Papst verbringt Wochenende mit Karadima-Opfern

Fall Barros
Fall Barros: Die drei Karadima-Opfer, mit denen Papst Franziskus das Wochenende verbringt.

(London) Vatikansprecher Greg Burke hatte es am 25. April angekündigt: Es folgt der nächste Schritt im Fall Barros. Papst Franziskus trifft sich zum ersten Mal mit Opfern von Fernando Karadima, die Bischof Juan Barros Madrid beschuldigen, den verurteilen Ex-Priester Karadima gedeckt zu haben.

Die Begegnung erfolgt mit drei „emblematischen“ Vertretern der Opfer. Der Vatikan hofft auf ein „Klima des Vertrauens und der Heilung der Leiden“. Papst Franziskus will sich das ganze Wochenende Zeit dafür nehmen.

Das Kirchenoberhaupt trifft sich mit jedem einzeln. Die erste Begegnung fand bereits gestern abend mit José Andrés Murillo statt. Heute vormittag folgt die Zusammenkunft mit Juan Carlos Cruz. Cruz, heute Journalist in den USA, brachte den Fall Barros ins Rollen. Bevor Barros durch Franziskus zum Bischof von Osorno ernannt wurde, hatte Cruz eine Denkschrift vorgelegt, mit der er davor warnte. Als Franziskus Ende Januar auf dem Rückflug von Lateinamerika nach Rom, sagte, daß sich in der Sache nie jemand an ihn gewandt habe und er sofort reagiere würde, wenn man ihm konkrete Belege vorlegt, platzte Cruz der Kragen.
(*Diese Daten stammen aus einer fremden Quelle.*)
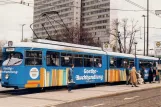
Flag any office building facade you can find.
[33,0,110,42]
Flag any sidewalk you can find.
[0,83,161,107]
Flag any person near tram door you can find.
[126,65,130,85]
[148,67,153,83]
[130,67,138,87]
[68,64,74,92]
[140,66,146,84]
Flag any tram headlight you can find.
[5,74,9,80]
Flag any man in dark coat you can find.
[148,67,153,83]
[140,66,146,84]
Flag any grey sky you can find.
[0,0,161,53]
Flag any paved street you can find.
[56,88,161,107]
[0,83,161,107]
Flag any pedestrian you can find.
[130,67,138,87]
[156,67,160,83]
[157,69,161,83]
[140,66,146,84]
[68,64,74,92]
[148,67,153,83]
[126,65,130,85]
[153,67,157,83]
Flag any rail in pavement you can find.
[0,83,161,107]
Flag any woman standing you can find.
[148,67,153,83]
[68,64,74,92]
[130,67,138,87]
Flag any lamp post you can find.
[21,24,26,41]
[134,41,138,68]
[142,15,146,56]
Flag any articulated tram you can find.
[1,39,158,88]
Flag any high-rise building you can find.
[33,0,81,38]
[34,0,110,42]
[81,0,110,42]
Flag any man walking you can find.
[126,65,130,85]
[68,64,74,92]
[140,66,146,84]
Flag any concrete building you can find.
[81,0,110,42]
[34,0,110,42]
[33,0,81,38]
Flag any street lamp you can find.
[142,15,146,56]
[147,0,149,56]
[134,41,138,68]
[21,24,26,41]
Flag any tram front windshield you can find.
[2,52,23,66]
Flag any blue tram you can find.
[1,39,157,88]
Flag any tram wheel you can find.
[40,87,45,92]
[14,87,18,90]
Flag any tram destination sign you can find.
[154,41,161,57]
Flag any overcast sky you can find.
[0,0,161,53]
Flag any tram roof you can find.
[4,40,106,54]
[136,55,158,60]
[33,39,102,51]
[107,52,135,58]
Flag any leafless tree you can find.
[0,40,6,59]
[109,19,139,54]
[55,27,101,46]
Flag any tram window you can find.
[139,60,153,68]
[73,54,83,67]
[94,56,102,67]
[61,53,73,67]
[122,58,128,67]
[25,51,42,65]
[110,57,116,68]
[116,58,124,68]
[84,55,93,67]
[46,51,60,66]
[128,59,134,68]
[2,52,23,66]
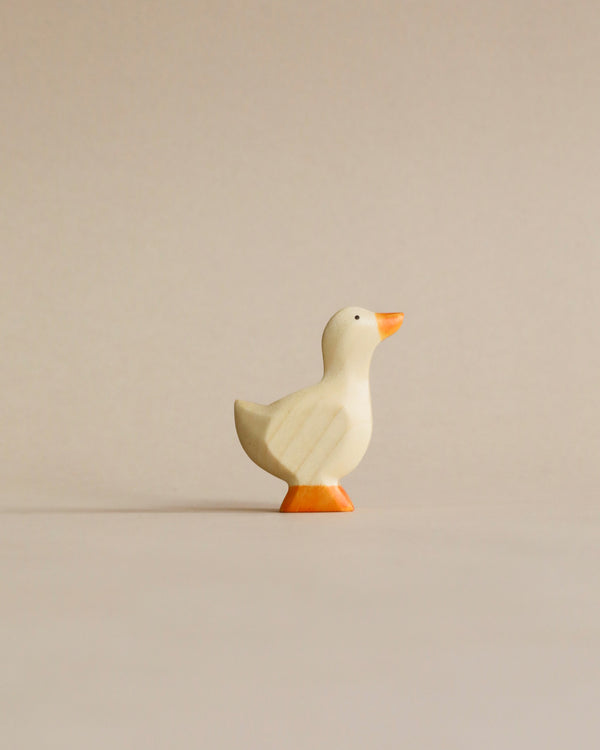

Er veröffentlichte eine genaue Chronologie der von ihm verfaßten Denkschriften und an wen sie gerichtet waren. Anhand der Rekonstruktion konnte er behaupten, daß Papst Franziskus seit dem Frühjahr 2015 informiert gewesen sein muß. Kardinal Sean Patrick O’Malley, der Erzbischof von Boston und Vorsitzende der Päpstlichen Kinderschutzkommission, stellte sich Ende Januar an die Seite der Mißbrauchsopfer. Er hatte die Denkschriften ebenfalls erhalten und seinerzeit – laut eigener Versicherung – persönlich dem Papst überreicht.

Den Abschluß macht James Hamilton am Sonntag. Er ist das dritte Opfer, mit dem sich Franziskus trifft.

In seiner Erklärung vom 25. April gebrauchte der Vatikan erstmals den Begriff „Opfer“. Im Zusammenhang mit der Ernennung des Päpstlichen Sondergesandten Charles Scicluna, die rund zehn Tage nach der Rückkehr von Franziskus von seinem Besuch in Chile und Peru, erfolgte, war der Begriff noch vermieden worden. Es ließ lapidar, Erzbischof Scicluna habe den Auftrag „jene anzuhören, die meinen, in der Sache etwas zu sagen zu haben“.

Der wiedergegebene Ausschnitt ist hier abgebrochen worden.